C’est sous la présidence de Jovenel Moïse, entre 2017 et 2018, que la Brigade de Sécurité des Aires Protégées (BSAP) a pris réellement forme. Officiellement rattachée à l’Agence Nationale des Aires Protégées (ANAP), elle est instaurée par un arrêté présidentiel et une circulaire ministérielle signée par Pierre Simon Georges, ministre de l’Environnement d’alors. À l’origine, sa mission devait se limiter à la protection des ressources naturelles et à la surveillance des aires protégées.
Mais très vite, la BSAP s’émancipe de ce cadre et s’impose comme une force sécuritaire alternative, déployée bien au-delà des forêts et des parcs nationaux. Aujourd’hui, elle patrouille dans les marchés publics, contrôle des espaces urbains et se positionne comme une entité d’ordre, souvent en concurrence avec la Police Nationale d’Haïti (PNH), qui, depuis sa création, est l’institution étatique chargée de maintenir l’ordre public. Ce changement d’orientation nous amène à interroger la réelle nature de la BSAP : est-elle encore une institution dédiée à la surveillance des aires protégées, ou une structure de sécurité agissant de plus en plus indépendamment des instances officielles de l’État ?
En 2023, leur présence dans la plaine de Maribahou (Ouanaminthe) inspirait un sentiment de sécurité. Les agents de la Brigade de Sécurité des Aires Protégées (BSAP) s’étaient imposés comme un bouclier dans la lutte pour la construction du canal sur la rivière Massacre. Face aux menaces dominicaines et aux tergiversations des autorités haïtiennes, ils incarnaient un sursaut de souveraineté et d’engagement. Toutefois, toujours à Ouanaminthe, cette même BSAP est aujourd’hui perçue comme une milice non contrôlée par l’Etat, une force sans cadre, une bombe à retardement dont personne ne veut assumer la responsabilité. Comment un corps de sécurité, censé sécuriser les Aires Protégées a-t-il pu basculer dans une dynamique qui inquiète autant qu’elle irrite ?
À Port-de-Paix, devenir agent de la BSAP ne relève ni du mérite ni d’une sélection. Ici, l’uniforme s’achète au prix de 27 600 gourdes, un montant qui frôle la superficie totale de notre bien-aimée Haïti. Un agent, visiblement frustré par ce système, nous a confié la grille tarifaire :
• 2 500 HTG pour l’inscription • 6 000 HTG pour la formation
• 9 000 HTG pour la cérémonie de graduation • 5 000 HTG pour le badge • 5 000 HTG pour l’uniforme • 100 HTG pour le certificat.
En d’autres termes, avec un peu plus de 27 000 gourdes en poche, n’importe qui peut se transformer en agent de sécurité, sans évaluation, sans contrôle strict.

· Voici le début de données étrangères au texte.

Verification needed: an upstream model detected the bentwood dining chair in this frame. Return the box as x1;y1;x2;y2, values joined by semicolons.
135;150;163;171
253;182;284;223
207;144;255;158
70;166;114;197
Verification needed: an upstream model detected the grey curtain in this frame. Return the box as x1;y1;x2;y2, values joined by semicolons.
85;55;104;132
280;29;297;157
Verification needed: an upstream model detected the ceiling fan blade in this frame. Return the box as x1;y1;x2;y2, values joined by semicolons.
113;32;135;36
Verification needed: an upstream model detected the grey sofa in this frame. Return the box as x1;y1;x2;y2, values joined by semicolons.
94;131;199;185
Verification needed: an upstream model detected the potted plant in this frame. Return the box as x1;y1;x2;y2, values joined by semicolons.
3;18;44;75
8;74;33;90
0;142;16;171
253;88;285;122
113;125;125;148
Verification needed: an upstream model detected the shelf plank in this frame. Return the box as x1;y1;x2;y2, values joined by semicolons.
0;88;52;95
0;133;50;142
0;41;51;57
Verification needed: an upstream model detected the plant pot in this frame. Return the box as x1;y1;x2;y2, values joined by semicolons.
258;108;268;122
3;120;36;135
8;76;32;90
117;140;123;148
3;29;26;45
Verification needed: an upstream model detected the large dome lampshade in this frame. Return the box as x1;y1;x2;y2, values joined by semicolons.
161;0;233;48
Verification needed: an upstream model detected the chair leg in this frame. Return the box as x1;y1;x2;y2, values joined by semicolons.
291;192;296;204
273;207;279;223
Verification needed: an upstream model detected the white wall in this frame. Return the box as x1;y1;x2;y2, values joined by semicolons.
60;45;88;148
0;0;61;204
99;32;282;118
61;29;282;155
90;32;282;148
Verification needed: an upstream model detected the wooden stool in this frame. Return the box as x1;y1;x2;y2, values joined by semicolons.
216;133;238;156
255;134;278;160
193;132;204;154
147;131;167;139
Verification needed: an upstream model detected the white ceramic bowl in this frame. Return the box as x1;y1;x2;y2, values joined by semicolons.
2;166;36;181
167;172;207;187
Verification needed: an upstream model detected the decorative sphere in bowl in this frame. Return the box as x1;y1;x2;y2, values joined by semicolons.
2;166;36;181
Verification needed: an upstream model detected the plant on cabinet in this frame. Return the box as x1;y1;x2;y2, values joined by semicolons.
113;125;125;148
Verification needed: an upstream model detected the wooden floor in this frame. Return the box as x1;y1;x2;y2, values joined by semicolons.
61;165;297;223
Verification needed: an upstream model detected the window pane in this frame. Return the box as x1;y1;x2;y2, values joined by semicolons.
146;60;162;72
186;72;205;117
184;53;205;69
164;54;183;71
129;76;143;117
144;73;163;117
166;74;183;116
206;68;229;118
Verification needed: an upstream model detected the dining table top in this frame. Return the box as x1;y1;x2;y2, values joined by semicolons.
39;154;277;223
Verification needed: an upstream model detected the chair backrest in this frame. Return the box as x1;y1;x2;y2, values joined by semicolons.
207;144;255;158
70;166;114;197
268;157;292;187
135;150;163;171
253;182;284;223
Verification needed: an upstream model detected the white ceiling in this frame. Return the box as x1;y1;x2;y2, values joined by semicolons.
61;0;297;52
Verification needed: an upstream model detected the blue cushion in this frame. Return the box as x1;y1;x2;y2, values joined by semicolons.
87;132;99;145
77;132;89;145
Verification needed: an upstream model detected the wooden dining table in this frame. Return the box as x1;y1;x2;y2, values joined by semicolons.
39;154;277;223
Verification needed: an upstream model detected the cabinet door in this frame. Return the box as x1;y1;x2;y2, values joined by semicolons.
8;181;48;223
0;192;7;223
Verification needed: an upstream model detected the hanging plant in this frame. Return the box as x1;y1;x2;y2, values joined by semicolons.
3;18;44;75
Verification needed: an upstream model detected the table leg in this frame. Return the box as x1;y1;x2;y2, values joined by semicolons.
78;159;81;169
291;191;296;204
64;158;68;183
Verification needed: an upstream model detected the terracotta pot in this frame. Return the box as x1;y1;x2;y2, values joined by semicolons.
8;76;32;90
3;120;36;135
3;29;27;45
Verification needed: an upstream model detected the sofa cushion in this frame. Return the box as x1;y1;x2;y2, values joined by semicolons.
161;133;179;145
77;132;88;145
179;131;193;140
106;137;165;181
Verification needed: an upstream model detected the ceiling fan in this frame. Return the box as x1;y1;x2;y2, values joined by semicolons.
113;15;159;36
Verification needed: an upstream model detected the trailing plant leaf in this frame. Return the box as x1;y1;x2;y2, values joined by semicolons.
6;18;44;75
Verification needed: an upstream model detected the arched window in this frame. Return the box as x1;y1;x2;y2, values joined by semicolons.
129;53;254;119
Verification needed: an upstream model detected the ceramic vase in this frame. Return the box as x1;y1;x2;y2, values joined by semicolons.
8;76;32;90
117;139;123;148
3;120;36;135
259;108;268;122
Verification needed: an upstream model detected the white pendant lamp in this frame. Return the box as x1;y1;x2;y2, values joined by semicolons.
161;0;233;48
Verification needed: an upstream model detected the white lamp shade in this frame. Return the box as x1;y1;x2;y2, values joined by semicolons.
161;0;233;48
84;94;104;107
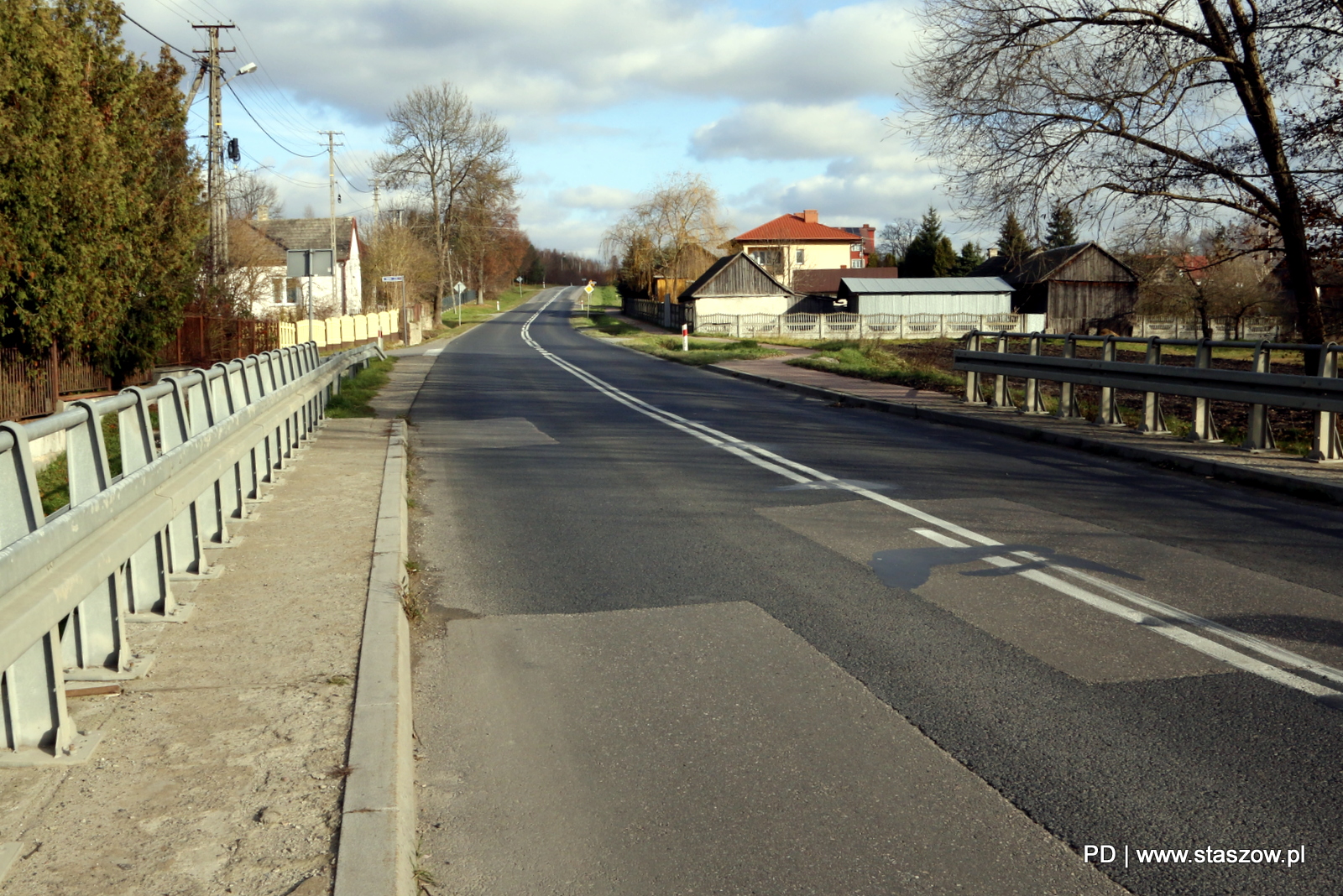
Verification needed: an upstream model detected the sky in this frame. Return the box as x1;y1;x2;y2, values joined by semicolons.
123;0;983;256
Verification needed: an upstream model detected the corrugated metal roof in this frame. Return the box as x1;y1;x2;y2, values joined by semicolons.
842;276;1011;295
736;213;861;242
792;267;900;293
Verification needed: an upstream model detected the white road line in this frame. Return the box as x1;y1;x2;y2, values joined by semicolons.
522;295;1343;697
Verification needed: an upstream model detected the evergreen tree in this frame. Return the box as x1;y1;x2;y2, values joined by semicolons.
1045;202;1081;249
932;236;956;276
955;242;985;276
900;206;956;276
998;212;1036;269
0;0;206;379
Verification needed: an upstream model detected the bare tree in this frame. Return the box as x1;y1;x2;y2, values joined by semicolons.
877;217;918;264
226;168;285;220
912;0;1343;342
374;81;517;316
602;172;728;295
360;221;438;310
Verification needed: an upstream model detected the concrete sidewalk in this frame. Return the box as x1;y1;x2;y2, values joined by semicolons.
707;346;1343;503
0;419;388;896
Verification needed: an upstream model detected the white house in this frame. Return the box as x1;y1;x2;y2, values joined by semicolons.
727;208;871;289
230;217;364;318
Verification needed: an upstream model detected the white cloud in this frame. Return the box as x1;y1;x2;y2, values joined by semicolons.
690;102;896;159
552;184;638;212
128;0;911;121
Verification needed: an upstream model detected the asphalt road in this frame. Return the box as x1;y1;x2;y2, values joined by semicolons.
411;289;1343;894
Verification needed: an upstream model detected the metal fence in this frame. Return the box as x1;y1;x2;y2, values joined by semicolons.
955;331;1343;461
159;314;280;367
0;346;153;419
0;342;381;766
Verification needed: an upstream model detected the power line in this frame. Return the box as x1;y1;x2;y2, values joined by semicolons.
118;9;196;59
336;162;372;193
224;82;321;159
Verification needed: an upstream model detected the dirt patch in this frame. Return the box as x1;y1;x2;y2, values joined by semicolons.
0;419;388;896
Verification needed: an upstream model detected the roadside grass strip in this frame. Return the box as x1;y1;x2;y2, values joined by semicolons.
784;343;965;392
521;296;1343;710
327;357;396;419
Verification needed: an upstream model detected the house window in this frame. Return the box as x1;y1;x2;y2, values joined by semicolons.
750;248;783;267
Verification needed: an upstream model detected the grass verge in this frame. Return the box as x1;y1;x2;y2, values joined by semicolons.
620;330;783;367
787;342;965;392
327;358;396;419
569;311;643;336
443;286;541;330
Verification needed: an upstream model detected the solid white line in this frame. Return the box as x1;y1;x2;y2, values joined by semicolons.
522;294;1343;697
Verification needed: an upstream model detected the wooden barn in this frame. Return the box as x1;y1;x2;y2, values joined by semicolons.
677;253;797;320
653;246;719;302
969;242;1137;334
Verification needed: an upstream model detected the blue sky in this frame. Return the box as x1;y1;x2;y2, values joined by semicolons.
123;0;980;253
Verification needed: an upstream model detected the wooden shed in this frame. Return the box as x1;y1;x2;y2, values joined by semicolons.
969;242;1137;334
678;253;797;320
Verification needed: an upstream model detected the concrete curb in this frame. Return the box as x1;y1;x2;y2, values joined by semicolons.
333;419;415;896
703;363;1343;503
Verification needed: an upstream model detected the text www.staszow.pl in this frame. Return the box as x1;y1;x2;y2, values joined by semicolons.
1083;844;1305;867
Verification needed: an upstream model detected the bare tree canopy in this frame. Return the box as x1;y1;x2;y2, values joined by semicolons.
226;168;285;222
912;0;1343;342
374;81;517;314
602;172;728;295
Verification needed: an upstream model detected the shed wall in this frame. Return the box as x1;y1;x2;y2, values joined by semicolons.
694;295;797;320
844;293;1011;314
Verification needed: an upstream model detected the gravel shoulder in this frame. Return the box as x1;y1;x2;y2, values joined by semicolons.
0;419;388;896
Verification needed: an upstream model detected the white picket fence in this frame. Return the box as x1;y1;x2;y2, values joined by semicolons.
1133;315;1291;342
694;314;1026;339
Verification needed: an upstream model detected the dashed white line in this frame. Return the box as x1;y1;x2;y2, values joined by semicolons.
522;295;1343;701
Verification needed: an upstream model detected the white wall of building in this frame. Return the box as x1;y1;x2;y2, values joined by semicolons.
694;295;797;318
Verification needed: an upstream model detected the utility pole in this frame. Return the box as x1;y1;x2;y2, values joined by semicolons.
317;130;349;314
192;24;237;287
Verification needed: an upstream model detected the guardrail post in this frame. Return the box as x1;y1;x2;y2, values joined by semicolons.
0;423;71;763
1305;342;1343;464
60;401;130;680
1016;333;1049;416
1241;342;1278;453
117;386;177;616
1054;333;1083;419
994;332;1014;408
1137;336;1170;436
159;377;206;576
211;361;246;522
186;367;228;544
1177;339;1222;443
967;332;989;405
1093;336;1124;426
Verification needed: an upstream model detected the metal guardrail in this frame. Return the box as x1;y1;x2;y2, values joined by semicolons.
0;342;381;766
955;330;1343;463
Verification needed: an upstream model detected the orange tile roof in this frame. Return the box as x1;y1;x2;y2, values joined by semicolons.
736;213;862;242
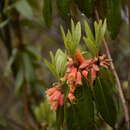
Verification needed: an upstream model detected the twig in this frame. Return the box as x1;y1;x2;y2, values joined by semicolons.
95;10;130;130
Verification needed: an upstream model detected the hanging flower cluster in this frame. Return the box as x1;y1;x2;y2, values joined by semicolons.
46;85;64;111
46;20;109;111
47;50;109;111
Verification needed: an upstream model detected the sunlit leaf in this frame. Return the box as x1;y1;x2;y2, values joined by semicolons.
43;0;52;26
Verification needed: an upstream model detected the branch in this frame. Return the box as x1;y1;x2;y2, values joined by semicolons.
95;10;130;130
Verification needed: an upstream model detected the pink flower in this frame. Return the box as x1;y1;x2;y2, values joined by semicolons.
75;49;85;63
79;59;93;69
67;87;75;103
46;86;64;111
82;70;88;80
99;55;110;68
76;71;82;85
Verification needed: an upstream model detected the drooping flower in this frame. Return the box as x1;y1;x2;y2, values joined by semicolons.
75;49;85;64
67;87;76;103
99;55;110;69
46;86;64;111
79;59;99;80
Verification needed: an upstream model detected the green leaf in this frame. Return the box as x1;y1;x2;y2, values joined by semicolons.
57;0;72;18
22;52;34;82
5;48;18;75
94;70;119;127
43;0;52;27
83;37;98;56
84;21;95;41
61;20;81;55
44;60;59;77
15;64;24;95
105;0;122;39
76;0;95;17
45;49;67;79
14;0;34;20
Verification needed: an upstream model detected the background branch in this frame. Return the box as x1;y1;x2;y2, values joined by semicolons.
95;10;130;130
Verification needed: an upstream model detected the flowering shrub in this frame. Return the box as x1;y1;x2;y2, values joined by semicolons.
45;21;122;130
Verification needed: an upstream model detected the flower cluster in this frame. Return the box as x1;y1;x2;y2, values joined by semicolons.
46;85;64;111
47;50;109;110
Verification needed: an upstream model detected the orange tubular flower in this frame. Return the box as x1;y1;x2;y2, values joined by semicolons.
99;55;110;68
75;49;85;64
46;86;64;111
67;87;75;103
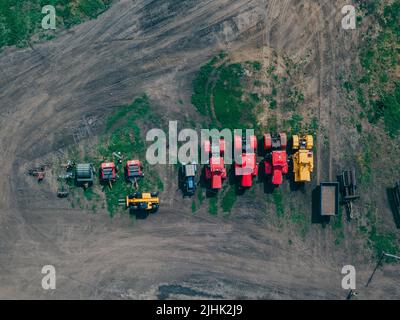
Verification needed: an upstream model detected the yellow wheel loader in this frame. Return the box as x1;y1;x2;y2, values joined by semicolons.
125;192;160;212
293;135;314;183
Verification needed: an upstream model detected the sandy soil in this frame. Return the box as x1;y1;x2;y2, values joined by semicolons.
0;0;400;299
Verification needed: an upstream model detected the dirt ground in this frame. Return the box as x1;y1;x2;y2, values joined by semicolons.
0;0;400;299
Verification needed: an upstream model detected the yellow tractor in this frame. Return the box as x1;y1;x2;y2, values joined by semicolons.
293;135;314;183
125;192;160;212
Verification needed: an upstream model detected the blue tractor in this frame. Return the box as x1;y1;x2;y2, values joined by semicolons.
181;163;197;197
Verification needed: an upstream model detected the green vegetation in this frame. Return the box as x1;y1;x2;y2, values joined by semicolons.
359;203;400;262
68;95;164;216
272;188;285;218
0;0;112;48
344;0;400;137
265;55;305;112
192;55;261;129
101;95;164;214
357;134;376;186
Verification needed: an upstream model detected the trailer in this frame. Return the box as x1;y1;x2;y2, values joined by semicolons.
320;182;339;217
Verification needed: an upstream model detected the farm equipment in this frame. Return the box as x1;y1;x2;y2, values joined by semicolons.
181;163;197;197
120;192;160;212
293;135;314;183
57;185;69;198
125;160;144;189
264;133;289;186
75;163;94;189
100;162;117;188
234;136;258;188
339;169;360;219
28;166;46;182
320;182;339;217
57;160;76;182
204;139;227;190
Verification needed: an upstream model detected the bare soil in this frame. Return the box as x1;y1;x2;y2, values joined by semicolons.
0;0;400;299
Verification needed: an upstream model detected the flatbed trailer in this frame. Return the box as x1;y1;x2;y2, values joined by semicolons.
320;182;339;217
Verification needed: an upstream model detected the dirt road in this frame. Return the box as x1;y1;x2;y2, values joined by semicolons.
0;0;400;299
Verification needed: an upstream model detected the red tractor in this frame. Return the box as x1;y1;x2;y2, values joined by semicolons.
234;136;258;188
264;133;289;186
100;162;117;188
204;139;226;190
125;160;144;188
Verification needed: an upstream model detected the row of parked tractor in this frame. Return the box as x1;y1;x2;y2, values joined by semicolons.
188;133;314;195
28;133;400;223
54;157;160;212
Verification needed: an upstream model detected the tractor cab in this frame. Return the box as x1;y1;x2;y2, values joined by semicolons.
100;162;117;187
204;139;227;190
182;164;197;197
75;163;94;189
293;135;314;183
234;136;258;188
264;133;289;186
125;160;144;188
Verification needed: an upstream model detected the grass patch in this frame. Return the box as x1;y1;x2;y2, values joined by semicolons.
72;95;164;216
192;56;261;129
221;186;237;213
0;0;111;48
359;204;400;262
272;188;285;218
344;0;400;137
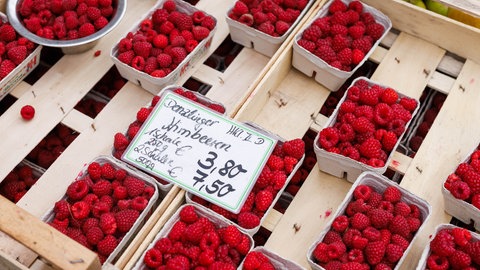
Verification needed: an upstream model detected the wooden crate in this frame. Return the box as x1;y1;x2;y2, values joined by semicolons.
0;0;321;269
0;0;480;269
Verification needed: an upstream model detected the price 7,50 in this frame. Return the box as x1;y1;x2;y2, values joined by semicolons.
193;151;247;197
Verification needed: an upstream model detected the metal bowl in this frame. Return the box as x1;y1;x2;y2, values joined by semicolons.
7;0;127;54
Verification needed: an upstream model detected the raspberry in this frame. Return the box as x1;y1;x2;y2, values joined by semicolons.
67;180;89;201
282;139;305;159
179;205;198;224
326;241;347;259
98;213;117;234
115;209;140;233
314;45;337;63
117;50;135;65
398;97;417;113
237;212;260;229
350;213;370;231
427;254;450;270
319;127;339;150
367;208;393;229
365;22;385;40
358;138;382;158
143;248;163;268
364;241;386;265
97;235;119;257
449;181;471;200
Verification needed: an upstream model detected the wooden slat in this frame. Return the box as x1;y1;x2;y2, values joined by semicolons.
371;33;445;99
265;166;351;269
401;60;480;269
0;196;101;270
362;0;480;62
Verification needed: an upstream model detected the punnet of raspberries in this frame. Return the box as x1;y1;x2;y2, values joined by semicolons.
443;143;480;211
0;21;37;81
424;225;480;270
316;78;418;168
113;87;225;159
47;158;156;263
115;0;216;78
192;139;305;230
18;0;116;40
0;163;42;203
297;0;386;72
309;182;425;270
143;204;253;270
228;0;309;37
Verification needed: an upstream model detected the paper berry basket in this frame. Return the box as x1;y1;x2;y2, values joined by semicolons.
292;0;392;92
110;0;217;94
442;144;480;231
225;0;314;57
313;77;420;183
416;224;480;270
0;12;43;100
42;156;161;264
307;172;432;270
185;122;305;236
240;246;304;270
127;203;254;270
112;85;226;192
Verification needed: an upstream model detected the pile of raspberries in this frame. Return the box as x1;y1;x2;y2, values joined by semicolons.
48;161;155;263
143;205;253;270
297;0;385;72
116;0;216;78
228;0;308;37
192;139;305;230
0;164;40;203
443;143;480;211
18;0;116;40
316;79;418;168
0;19;37;81
426;226;480;270
310;184;423;270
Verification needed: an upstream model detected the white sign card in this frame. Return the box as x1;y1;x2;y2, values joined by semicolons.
122;91;277;213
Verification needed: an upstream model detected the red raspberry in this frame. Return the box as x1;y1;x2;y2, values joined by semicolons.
364;241;386;265
319;127;340;150
365;22;385;40
358;138;382;158
367;208;393;229
97;235;119;257
143;248;163;268
67;180;89;201
123;176;145;198
350;213;370;231
427;254;450;270
399;97;417;113
383;186;402;203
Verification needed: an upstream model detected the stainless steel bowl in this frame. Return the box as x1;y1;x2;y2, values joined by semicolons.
7;0;127;54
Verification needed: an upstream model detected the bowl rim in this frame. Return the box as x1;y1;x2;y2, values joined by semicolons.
6;0;127;48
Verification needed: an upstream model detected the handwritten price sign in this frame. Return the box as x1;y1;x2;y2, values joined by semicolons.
122;91;277;213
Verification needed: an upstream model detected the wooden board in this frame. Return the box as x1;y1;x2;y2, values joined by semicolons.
0;0;480;269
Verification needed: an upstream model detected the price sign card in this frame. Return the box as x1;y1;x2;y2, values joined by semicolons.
122;91;277;213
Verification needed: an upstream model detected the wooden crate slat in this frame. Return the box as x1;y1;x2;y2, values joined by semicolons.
265;166;351;269
401;60;480;269
371;33;445;98
0;196;100;270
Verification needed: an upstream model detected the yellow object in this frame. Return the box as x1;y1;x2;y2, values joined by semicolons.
447;8;480;28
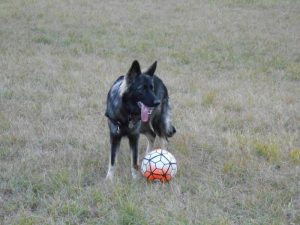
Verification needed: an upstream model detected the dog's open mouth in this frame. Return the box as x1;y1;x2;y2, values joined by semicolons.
138;102;153;122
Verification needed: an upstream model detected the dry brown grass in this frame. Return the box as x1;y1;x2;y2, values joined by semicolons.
0;0;300;225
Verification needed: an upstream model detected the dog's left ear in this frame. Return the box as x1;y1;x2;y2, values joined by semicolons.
145;61;157;76
126;60;142;83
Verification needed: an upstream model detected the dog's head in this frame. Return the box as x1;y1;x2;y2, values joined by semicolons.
120;60;160;122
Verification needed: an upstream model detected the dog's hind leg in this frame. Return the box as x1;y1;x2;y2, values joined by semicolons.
106;135;121;180
128;134;140;179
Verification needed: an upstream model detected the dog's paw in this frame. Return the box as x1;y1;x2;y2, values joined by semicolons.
131;166;141;180
105;170;114;181
167;126;176;137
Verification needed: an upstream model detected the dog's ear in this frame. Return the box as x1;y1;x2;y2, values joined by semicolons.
126;60;142;82
145;61;157;76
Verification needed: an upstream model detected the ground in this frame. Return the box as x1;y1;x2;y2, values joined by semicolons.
0;0;300;225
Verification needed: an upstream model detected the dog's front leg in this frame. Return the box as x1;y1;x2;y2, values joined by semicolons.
106;134;121;180
128;134;140;179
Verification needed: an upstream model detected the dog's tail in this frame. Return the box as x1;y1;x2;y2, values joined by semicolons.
161;98;176;140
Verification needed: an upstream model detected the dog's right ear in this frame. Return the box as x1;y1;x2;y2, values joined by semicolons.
126;60;142;83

À Ouanaminthe, les démarches semblent similaires, mais malheureusement, les sources consultées ont refusé de nous fournir des informations. Depuis quand l’uniforme et le badge sont-ils devenus accessibles à l’achat dans les services publics, alors que dans des institutions telles que la PNH, ils sont attribués uniquement après un processus de sélection et de formation ? Si l’accès à ce corps dépend uniquement de la capacité à payer, comment peut-on s’attendre à ce que ses agents remplissent fidèlement leur mission sans chercher à rentabiliser leur investissement ?
Et c’est là que le scandale prend toute son ampleur : ces agents en uniforme, ne sont pas rémunérés par l’État haïtien. Pourtant, ils patrouillent, interviennent, se permettent d’imposer leur loi… mais au nom de qui et sous quel commandement ?
Jean François Thomas, actuel Directeur Général de l’Agence National des Aires Protégées (ANAP), confirme cette situation préoccupante en ses termes : « Les agents de la BSAP sont des volontaires qui n’émargent pas dans le budget de l’ANAP », explique-t-il à AyiboPost. Il précise qu’en 2024, seuls (140) membres contractuels du bureau de l’ANAP sont pris en charge dans le budget de l’institution. En d’autres termes, les centaines d’agents de la BSAP que l’on voit armés jusqu’aux dents ne touchent pas un centime de l’Etat Haïtien, pourtant, ils ne manquent jamais de ressources. Curieux, non ? Sans salaire, un agent armé ne reste jamais longtemps un simple agent : il devient juge, percepteur et exécuteur. On dit qu’ils ne sont pas payés, pourtant, ils encaissent. La vraie question est : qui passe à la caisse ?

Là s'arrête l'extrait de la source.